I have a query, IGetHamburgers
, that calls an external API.
I've registered the implementation of IGetHamburgers
in my DI container as a Singleton. Im using Polly as a Circuitbreaker, if two requests fails the circuit will open.
My goal is that all calls to the Hamburger api should go through the same circuitbreaker, if GetHamburgers fails, then all other calls should fail as well.
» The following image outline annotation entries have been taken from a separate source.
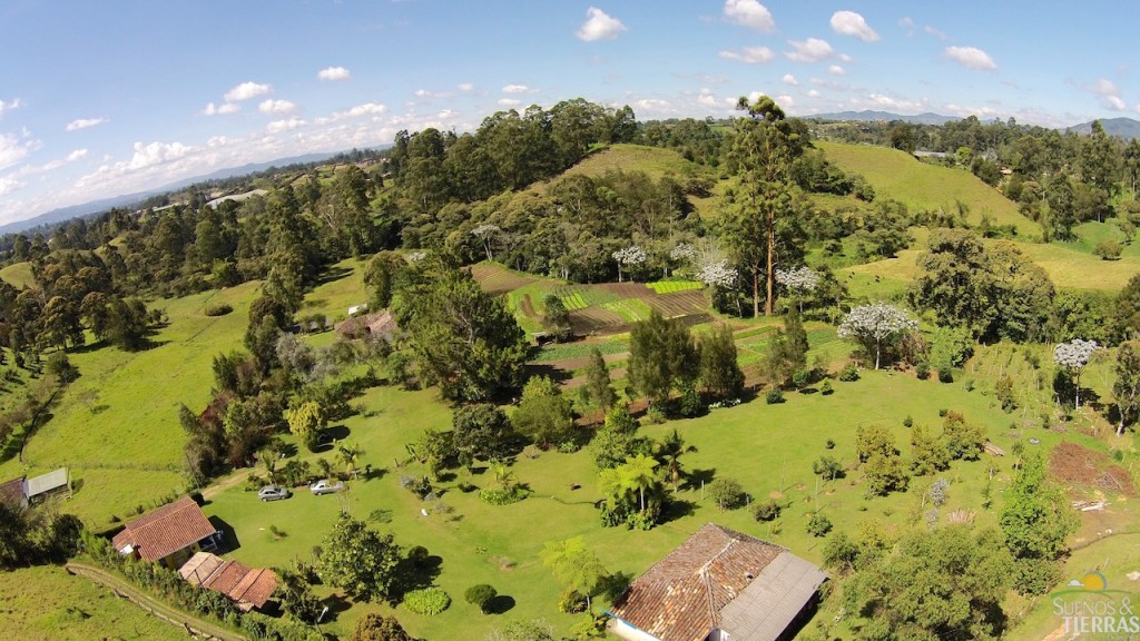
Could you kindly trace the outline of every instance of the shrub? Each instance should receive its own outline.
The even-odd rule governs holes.
[[[831,519],[816,512],[812,514],[812,520],[807,521],[807,533],[812,536],[826,536],[831,532]]]
[[[522,501],[529,494],[530,490],[520,486],[511,489],[488,488],[479,493],[479,498],[488,505],[510,505]]]
[[[757,521],[775,520],[780,516],[780,504],[774,500],[762,501],[752,505],[752,518]]]
[[[451,598],[439,587],[413,590],[404,595],[404,607],[417,615],[433,616],[451,605]]]
[[[427,558],[431,554],[427,553],[427,549],[424,547],[423,545],[416,545],[410,550],[408,550],[408,560],[412,561],[412,565],[417,568],[423,568],[424,566],[426,566]]]
[[[576,615],[586,611],[586,595],[577,590],[568,590],[559,599],[559,611]]]
[[[350,641],[412,641],[412,636],[394,617],[368,612],[357,623]]]
[[[724,511],[735,510],[743,505],[747,495],[736,479],[719,478],[709,485],[709,498]]]
[[[463,594],[463,598],[472,606],[479,608],[479,611],[484,615],[490,610],[491,601],[498,597],[498,592],[487,585],[486,583],[480,583],[479,585],[472,585]]]
[[[225,316],[230,311],[234,311],[234,307],[228,302],[215,302],[213,305],[207,305],[202,311],[206,316]]]
[[[811,383],[812,383],[812,373],[808,372],[807,370],[799,370],[798,372],[791,375],[791,384],[795,386],[796,389],[804,389]]]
How should I use my Policy? Should I register my Policy as a field like this:
private Policy _policy;
private Policy Policy
{
get
{
if(this_policy != null)
{
return this_policy;
}
this._policy = Policy
.Handle<Exception>()
.CircuitBreaker(2, TimeSpan.FromMinutes(1));
return this._policy;
}
}
public object Execute(.......)
{
return Policy.Execute(() => this.hamburgerQuery.GetHamburgers());
}
OR
public object Execute(.......)
{
var breaker = Policy
.Handle<Exception>()
.CircuitBreaker(2, TimeSpan.FromMinutes(1));
return breaker.Execute(() => this.hamburgerQuery.GetHamburgers());
}
I guess that the first option is the correct way since then the Policy object will always be the same and can keep track of the exception count and stuff like that. My question is, will option number two work as well? I've found a lot of samples/examples on Pollys Github but I can't find any "real world" examples where Polly is used together with DI and stuff like that?